900 BİN EV OKUL YIKILDI

Suriye'de yaşanan çatışmalarda 900 bin ev ve okul gibi yerlerin ya tamamen ya da kısmen tahrip olduğunu, 3 milyon Suriyelinin evlerinden olduğunu ve çok yakında 300 bin mültecinin daha Suriye dışına çıkacağını belirten Ali Hussein Bakeer, “Suriye böyle bir senaryo içerisinde çetelerin, radikallerin ve teröristlerin yuvası haline gelebilir. Etnik ve mezheple ilgili çatışmalar artabilir. Bu da bazı grupların ideallerine, bağımsızlık ve özerklik ideallerine uygun düşebilir. Böyle bir ortamda İran ayakta kalıyor ve gelişmeleri kendi menfaatlerine göre kullanabiliyor" diye konuştu.

ZAYIF SURİYE

Bakeer, İran'ın Suriye'nin zayıflığını kullanarak nükleer programında zaman kazandığını, aynı zamanda Suriye'nin zayıf düşmesinin İran'ın İsrail'e karşı milli güvenliği konusunda menfaat sağlaması anlamına geldiğini vurguladı. Suriye'nin zayıf bir ülke olarak kalmasının bölgedeki mezhepçilik, uyuşturucu ve silah kaçakçılığına güç kazandıracağına kaydeden Bakeer, Suriye'nin zayıf olmasının, İran'ın eline düşmanlarına karşı kullanacağı PKK gibi kartlar vermesine neden olacağını kaydetti.

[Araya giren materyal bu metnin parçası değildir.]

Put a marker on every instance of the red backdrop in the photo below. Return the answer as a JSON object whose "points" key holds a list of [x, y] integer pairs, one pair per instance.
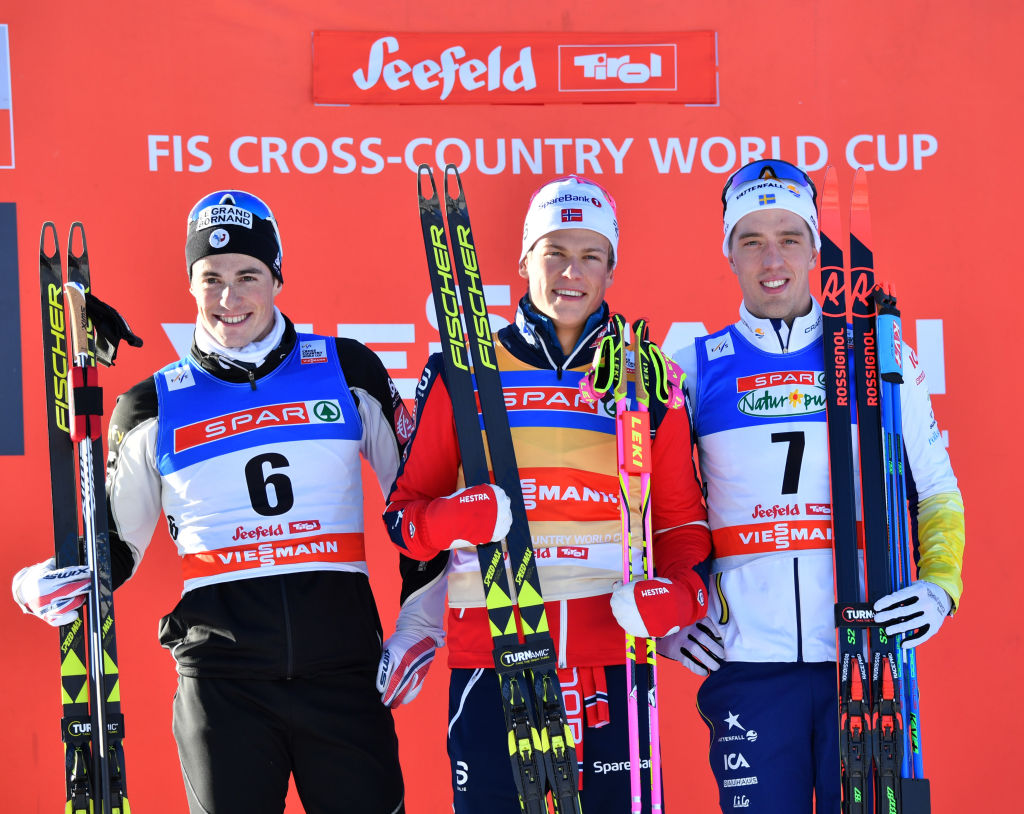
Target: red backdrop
{"points": [[124, 116]]}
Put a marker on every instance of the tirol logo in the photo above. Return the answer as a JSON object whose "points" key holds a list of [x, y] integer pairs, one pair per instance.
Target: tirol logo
{"points": [[302, 526], [616, 67], [781, 393]]}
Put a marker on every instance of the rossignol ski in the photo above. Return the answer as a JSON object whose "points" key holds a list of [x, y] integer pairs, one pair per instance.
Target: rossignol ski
{"points": [[626, 356], [885, 534], [541, 745], [851, 613], [92, 726], [914, 788], [887, 718]]}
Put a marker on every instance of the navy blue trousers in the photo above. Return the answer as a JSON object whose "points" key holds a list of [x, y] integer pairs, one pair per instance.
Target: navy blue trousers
{"points": [[774, 736], [481, 772]]}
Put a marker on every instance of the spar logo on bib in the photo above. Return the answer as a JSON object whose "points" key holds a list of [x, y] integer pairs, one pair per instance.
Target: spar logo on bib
{"points": [[326, 411], [781, 393]]}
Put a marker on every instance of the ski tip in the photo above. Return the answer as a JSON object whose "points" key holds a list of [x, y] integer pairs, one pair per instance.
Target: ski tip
{"points": [[77, 228], [49, 228], [452, 171], [828, 216], [860, 219], [425, 171]]}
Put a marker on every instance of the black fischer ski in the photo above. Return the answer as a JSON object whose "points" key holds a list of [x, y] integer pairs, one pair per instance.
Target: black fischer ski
{"points": [[92, 726], [854, 720], [541, 745], [75, 727]]}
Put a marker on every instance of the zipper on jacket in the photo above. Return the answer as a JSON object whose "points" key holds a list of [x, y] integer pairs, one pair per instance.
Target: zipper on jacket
{"points": [[289, 655], [796, 596]]}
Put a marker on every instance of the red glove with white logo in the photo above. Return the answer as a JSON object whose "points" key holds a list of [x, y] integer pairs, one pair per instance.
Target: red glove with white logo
{"points": [[651, 607], [409, 652], [52, 594], [470, 516]]}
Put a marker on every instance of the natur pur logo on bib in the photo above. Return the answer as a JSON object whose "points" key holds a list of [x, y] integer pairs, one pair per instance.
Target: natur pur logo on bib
{"points": [[781, 393]]}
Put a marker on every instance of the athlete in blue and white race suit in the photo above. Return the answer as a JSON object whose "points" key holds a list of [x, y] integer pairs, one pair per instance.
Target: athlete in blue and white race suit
{"points": [[768, 642], [250, 450]]}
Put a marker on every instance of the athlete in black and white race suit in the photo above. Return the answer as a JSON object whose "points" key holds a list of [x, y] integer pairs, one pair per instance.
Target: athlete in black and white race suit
{"points": [[250, 450], [768, 642]]}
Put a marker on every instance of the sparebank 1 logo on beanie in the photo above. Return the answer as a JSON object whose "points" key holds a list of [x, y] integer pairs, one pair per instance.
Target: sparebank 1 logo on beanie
{"points": [[232, 221], [571, 202]]}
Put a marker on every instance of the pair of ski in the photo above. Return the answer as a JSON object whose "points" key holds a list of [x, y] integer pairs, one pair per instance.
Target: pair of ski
{"points": [[541, 745], [92, 725], [626, 356], [872, 736]]}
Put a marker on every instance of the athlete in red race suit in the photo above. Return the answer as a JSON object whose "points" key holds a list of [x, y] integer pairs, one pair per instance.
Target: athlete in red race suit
{"points": [[566, 457]]}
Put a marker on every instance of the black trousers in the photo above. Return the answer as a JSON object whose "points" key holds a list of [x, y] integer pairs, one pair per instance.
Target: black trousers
{"points": [[239, 740]]}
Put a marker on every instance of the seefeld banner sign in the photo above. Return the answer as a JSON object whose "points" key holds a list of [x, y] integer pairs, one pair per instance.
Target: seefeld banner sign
{"points": [[382, 68]]}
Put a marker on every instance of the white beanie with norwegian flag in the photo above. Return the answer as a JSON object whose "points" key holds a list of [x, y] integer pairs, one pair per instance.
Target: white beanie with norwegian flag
{"points": [[570, 203]]}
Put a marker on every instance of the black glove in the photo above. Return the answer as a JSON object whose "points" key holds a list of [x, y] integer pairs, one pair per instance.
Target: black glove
{"points": [[111, 329]]}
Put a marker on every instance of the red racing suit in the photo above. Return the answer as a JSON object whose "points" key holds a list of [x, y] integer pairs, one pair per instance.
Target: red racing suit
{"points": [[566, 456]]}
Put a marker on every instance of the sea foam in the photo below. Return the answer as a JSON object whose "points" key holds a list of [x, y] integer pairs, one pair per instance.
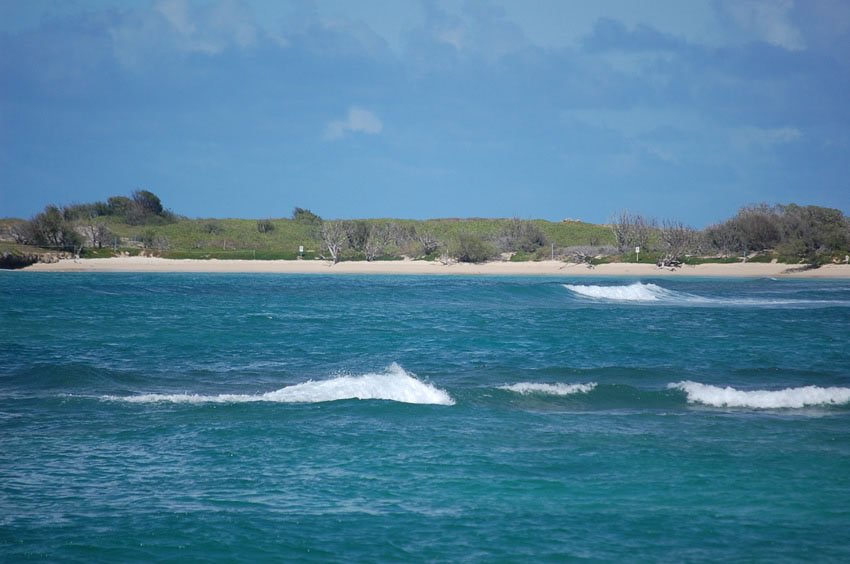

KÖRFEZ BÖLGESİ DAHA DA SİLAHLANACAK

Georgetown Üniversitesi'nden Doç.Dr. Birol Başkan, 'Körfez-İran Gerginliği ve Bölgeye Etkisi'ni değerlendirdiği konuşmasında, Suriye'de süregiden krizin kilitlenmesinin en önemli nedeninin, bölgedeki her aktörün uluslararası destekçilerini hareket geçirmeleri olduğunu kaydetti. Körfez bölgesinin askeri gücü olmadığını, Birleşik Arap Emirlikleri, Kuveyt, Bahreyn'in kendini savunamaz, askeri açıdan oldukça zayıf devletler olduğunu kaydeden Doç.Dr. Başkan, “Körfez'in İran'la arasındaki her daim dengesizlik, Körfez tarihinde çözümü süper güce dayanma, güvenlik satın alma şeklinde ortaya çıkarmıştır" dedi.

ORTADOĞU DAHA DA SİLAHLANACAK

Önce İngiltere'den satın alınan bu güvenliğin son dönemde Amerika'ya geçtiğini belirten Doç.Dr. Birol Başkan, “Ortadoğu daha da silahlanacak. İran- Körfez gerilimi nedeniyle bölgede savunma bütçeleri 100 milyar dolara kadar olan rakamlar şeklinde açıklandı. Bu Türkiye'nin 7- 8 katı bütçe demek" dedi.

FACEBOOK'LA DEVRİM OLMAZ

Sempozyumun ayrı oturumunda Akdeniz Üniversitesi İletişim Fakültesi'nden Doç. Dr. Nurdan Akıner, öğrencileriyle birlikte eski Libya Lideri Muammer Kaddafi'nin linç görüntülerinin medyada yer alış biçimlerine yönelik çalışmasına ilişkin sunumunda, “Allah-u Ekber nidaları içinde Kaddafi'yi öldürenlerden Müslüman olmaz, onların getirdiği de demokrasi olmaz. Ayrıca sosyal medyayla devrim olmaz, facebook'la hiç olmaz" dedi.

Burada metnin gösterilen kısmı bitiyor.